The land is zoned commercial office, and while there are traffic issues only when Life.Church holds services, if it were an office building it would be every day, twice a day and another form of commercial development might be even worse than that, said Colonie Police Lt. Kenneth Pero, the department’s traffic specialist.
“Afrim’s on Albany Shaker Road, from noon and 10 p.m., there are more than 100 cars in the lot so there are some 100 cars going in and out of there every hour,” Pero said of the athletic facility that explored the possibility of building on the land.
Police Chief John Teale, who was also at the meeting, said the church pays $85 an hour for Colonie officers to direct vehicles out of the parking lot and into traffic on Watervliet Shaker Road. Police do not direct traffic into the lot, he said.

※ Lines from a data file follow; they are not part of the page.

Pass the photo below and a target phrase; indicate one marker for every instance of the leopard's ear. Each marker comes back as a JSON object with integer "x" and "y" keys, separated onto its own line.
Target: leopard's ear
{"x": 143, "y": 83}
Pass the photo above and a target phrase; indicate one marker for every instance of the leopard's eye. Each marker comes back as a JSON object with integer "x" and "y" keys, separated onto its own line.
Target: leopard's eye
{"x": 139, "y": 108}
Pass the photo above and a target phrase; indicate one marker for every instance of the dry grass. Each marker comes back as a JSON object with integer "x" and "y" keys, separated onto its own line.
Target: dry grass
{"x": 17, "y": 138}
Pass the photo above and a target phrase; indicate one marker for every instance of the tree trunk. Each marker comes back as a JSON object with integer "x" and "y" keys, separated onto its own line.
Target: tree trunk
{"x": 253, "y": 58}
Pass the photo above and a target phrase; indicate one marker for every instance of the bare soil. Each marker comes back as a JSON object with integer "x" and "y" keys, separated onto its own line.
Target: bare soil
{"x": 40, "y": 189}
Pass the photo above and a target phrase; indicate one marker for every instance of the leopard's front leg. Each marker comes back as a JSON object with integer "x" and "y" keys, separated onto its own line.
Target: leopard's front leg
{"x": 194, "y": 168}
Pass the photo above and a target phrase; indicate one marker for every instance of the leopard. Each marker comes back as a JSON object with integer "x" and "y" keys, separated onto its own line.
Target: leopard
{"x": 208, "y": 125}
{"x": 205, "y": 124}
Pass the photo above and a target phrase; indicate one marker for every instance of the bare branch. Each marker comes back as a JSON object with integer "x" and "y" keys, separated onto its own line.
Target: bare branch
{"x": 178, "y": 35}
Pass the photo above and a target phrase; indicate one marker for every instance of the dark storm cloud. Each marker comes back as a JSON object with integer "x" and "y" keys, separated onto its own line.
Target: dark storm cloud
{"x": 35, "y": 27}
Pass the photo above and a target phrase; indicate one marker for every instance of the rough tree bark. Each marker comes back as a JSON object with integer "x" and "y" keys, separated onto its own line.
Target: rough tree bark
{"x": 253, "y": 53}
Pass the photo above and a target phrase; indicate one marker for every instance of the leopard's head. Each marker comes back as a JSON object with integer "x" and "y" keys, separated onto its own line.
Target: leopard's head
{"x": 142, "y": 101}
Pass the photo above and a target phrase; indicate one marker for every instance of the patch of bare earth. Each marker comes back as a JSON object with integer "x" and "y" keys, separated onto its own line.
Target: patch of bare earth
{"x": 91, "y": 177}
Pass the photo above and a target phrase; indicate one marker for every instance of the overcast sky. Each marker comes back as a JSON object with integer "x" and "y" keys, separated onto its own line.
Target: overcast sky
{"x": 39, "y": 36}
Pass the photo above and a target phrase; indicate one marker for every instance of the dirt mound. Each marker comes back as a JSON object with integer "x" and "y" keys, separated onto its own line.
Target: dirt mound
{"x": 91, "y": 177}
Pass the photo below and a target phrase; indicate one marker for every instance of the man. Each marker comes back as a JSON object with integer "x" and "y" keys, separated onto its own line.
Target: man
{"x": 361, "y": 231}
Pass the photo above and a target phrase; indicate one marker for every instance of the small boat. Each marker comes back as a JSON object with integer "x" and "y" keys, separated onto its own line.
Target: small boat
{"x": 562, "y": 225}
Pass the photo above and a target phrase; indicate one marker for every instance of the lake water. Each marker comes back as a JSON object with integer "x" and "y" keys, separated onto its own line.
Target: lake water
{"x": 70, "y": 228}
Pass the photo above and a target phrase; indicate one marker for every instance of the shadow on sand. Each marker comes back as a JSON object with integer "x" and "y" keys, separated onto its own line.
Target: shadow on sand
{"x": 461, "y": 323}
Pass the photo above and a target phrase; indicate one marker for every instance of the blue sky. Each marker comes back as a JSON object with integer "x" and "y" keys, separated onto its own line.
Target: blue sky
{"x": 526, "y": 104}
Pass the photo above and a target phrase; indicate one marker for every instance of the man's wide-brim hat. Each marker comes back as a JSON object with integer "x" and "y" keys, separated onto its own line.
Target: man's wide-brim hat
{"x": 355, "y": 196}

Mark Mitchell, a candidate for Town Board who lives on Swayze Drive, said all he got in the mail was a notice saying there was a hearing to modify the OAD with no details at all.
“The notice did not direct me to a website or mention a traffic study or anything,” he said. “I’m concerned the process is not transparent enough, therefore I can’t formulate an opinion on whether this is a good idea or a bad idea.”
The church has not submitted any plans to the town for any structural additions.
Supervisor Paula Mahan said the only reason the town put restrictions on the church is because the church agreed to them, but now that they had a change of mind the town’s hands are tied.
“We have to work within the parameters we are given and we have to try to balance things out and do the best we can for everyone,” said Supervisor Paula Mahan. “In this particular case we have to abide by the law because if we don’t ,and we fail the burden is on the taxpayers. “
Town Board member Jennifer Whalen, an attorney, said while the U.S. Constitution certainly provides for religious freedom, it’s not an unconditional if it adversely impacts others.
“We might have to revisit this because if harm does come to residents, those rights are not absolute,” she said.